15 : Funèbre soirée



Pendant qu'on espère que les dents de sagesse de mes petits camarades nous bipent au plus vite, Aicha nous attend. Ma mort l'a atteinte de plein fouet. Le repas de noce a viré soirée funèbre. Pour agrémenter ladite soirée, j'aurai néanmoins la chance de pouvoir assister à mon oraison, déguisé en frère de la victime.

Parce que Nora s'est imaginé un beau-frère : Jacques Dumonchelle, urologue de son état, de La Rochelle, profondément affligé comme il se doit par le décès de son frangin, de cinq ans son cadet. Même taille, bien plus élégant, costume Burberry, chaussures Sartore, barbe courte poivre et sel, crâne dégarni.

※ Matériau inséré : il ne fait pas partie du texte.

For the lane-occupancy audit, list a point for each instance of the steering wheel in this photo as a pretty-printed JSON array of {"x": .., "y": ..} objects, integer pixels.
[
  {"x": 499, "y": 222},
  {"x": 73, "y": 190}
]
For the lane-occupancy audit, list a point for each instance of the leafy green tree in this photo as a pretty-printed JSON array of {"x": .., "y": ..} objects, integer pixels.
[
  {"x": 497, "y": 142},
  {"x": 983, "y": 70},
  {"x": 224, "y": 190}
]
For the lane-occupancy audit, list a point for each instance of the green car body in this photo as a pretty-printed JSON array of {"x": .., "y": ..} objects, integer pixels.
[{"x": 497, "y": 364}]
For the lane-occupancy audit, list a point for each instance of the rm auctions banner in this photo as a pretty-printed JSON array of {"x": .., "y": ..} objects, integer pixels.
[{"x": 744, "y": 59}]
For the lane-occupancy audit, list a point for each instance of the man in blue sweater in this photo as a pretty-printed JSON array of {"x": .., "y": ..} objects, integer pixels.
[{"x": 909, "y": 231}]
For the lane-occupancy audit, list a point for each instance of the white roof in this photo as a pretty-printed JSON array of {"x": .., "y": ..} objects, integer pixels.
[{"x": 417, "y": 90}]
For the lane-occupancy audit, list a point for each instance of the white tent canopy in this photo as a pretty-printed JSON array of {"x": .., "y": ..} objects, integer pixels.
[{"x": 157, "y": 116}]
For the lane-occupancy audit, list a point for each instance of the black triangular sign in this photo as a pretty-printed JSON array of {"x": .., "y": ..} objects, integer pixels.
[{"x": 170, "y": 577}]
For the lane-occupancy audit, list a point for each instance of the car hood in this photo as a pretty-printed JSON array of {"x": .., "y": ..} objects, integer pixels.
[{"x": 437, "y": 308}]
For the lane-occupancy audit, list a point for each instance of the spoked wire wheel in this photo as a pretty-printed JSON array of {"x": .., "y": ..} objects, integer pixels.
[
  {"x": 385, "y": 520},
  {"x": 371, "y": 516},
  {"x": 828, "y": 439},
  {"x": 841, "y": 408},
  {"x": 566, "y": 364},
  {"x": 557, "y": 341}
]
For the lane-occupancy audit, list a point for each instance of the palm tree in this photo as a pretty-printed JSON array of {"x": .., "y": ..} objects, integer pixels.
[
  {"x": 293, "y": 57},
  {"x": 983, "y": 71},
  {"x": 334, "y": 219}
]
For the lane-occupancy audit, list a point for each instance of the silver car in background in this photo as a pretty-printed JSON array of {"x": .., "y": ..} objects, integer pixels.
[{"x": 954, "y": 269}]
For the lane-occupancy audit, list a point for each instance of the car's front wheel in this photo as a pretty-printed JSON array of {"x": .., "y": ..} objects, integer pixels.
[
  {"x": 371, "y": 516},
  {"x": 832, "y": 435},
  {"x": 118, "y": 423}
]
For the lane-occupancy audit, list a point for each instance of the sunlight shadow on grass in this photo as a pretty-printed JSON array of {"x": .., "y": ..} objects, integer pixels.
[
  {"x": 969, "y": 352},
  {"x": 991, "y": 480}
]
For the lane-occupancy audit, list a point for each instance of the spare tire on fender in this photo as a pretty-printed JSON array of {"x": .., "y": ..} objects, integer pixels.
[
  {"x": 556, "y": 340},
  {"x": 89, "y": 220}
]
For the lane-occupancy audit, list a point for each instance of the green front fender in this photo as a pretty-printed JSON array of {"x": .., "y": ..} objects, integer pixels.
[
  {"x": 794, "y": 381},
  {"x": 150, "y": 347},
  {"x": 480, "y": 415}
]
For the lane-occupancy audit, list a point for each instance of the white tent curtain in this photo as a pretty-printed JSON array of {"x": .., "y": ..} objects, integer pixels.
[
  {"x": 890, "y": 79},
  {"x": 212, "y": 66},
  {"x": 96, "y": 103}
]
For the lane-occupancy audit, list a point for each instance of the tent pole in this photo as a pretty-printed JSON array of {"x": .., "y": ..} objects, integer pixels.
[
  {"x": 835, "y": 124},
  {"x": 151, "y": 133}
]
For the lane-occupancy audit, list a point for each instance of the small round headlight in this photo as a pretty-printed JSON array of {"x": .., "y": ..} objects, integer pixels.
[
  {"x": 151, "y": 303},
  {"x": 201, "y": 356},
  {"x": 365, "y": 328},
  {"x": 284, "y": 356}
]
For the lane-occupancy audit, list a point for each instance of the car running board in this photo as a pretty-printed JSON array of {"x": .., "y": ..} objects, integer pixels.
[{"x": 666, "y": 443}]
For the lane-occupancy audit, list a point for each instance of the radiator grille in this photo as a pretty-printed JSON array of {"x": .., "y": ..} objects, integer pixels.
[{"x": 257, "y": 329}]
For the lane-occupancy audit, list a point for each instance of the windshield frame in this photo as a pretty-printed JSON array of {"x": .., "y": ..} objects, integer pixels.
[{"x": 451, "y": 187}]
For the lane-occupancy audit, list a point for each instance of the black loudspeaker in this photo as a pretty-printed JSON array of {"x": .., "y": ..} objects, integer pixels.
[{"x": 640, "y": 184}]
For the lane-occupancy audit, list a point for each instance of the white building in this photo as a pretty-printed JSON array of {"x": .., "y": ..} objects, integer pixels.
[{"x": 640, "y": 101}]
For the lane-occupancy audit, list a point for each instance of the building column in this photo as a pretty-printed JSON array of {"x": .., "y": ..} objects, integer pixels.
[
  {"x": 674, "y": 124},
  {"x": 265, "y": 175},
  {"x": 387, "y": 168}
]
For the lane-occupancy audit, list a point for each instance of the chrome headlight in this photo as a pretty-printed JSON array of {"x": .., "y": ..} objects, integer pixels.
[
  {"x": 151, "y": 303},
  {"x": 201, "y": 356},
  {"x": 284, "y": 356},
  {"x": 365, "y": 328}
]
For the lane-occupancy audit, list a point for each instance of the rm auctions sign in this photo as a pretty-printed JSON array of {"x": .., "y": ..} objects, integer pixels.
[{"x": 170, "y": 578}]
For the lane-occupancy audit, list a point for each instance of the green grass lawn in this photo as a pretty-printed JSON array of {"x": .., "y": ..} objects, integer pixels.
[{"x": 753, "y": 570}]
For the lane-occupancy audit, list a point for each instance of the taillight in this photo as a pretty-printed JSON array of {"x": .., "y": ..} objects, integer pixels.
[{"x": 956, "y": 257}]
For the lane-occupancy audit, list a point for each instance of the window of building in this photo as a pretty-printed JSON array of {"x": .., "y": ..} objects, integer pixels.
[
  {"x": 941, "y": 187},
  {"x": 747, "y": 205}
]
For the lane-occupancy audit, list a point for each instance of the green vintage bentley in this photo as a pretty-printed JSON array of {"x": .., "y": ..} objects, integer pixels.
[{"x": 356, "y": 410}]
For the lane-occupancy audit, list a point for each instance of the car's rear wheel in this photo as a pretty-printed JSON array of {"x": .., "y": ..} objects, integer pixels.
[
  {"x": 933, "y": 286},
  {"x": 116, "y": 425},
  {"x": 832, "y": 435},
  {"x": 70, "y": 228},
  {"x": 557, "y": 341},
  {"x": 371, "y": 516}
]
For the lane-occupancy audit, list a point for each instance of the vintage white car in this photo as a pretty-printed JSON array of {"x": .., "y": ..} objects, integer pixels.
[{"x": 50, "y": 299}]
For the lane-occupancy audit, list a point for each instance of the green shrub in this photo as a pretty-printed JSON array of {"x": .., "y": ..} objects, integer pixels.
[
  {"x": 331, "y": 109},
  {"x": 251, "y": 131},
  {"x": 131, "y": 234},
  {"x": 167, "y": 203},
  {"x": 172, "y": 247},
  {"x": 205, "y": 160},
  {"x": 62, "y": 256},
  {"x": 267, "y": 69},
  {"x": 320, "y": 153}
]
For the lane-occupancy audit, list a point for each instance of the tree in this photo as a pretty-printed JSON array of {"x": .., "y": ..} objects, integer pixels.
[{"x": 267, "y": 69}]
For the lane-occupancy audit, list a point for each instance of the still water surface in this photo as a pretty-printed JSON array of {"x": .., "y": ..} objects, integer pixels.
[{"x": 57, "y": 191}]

Ahmed et Jamal, redevenus barbus, se sont occupés du maquillage.


Aïcha ignore tout de leurs combines. Ahmed et Jamal, mi-religieux, mi-sauvageons, qu'elle tente de convaincre : la foi n'est pas un métier proportionnel à la longueur de la barbe, leur répète-t-elle à l'envi. Ils feraient mieux de songer à épouser une profession convenable et à fonder une famille, suivant les préceptes du Coran, puisqu'ils y tiennent tant.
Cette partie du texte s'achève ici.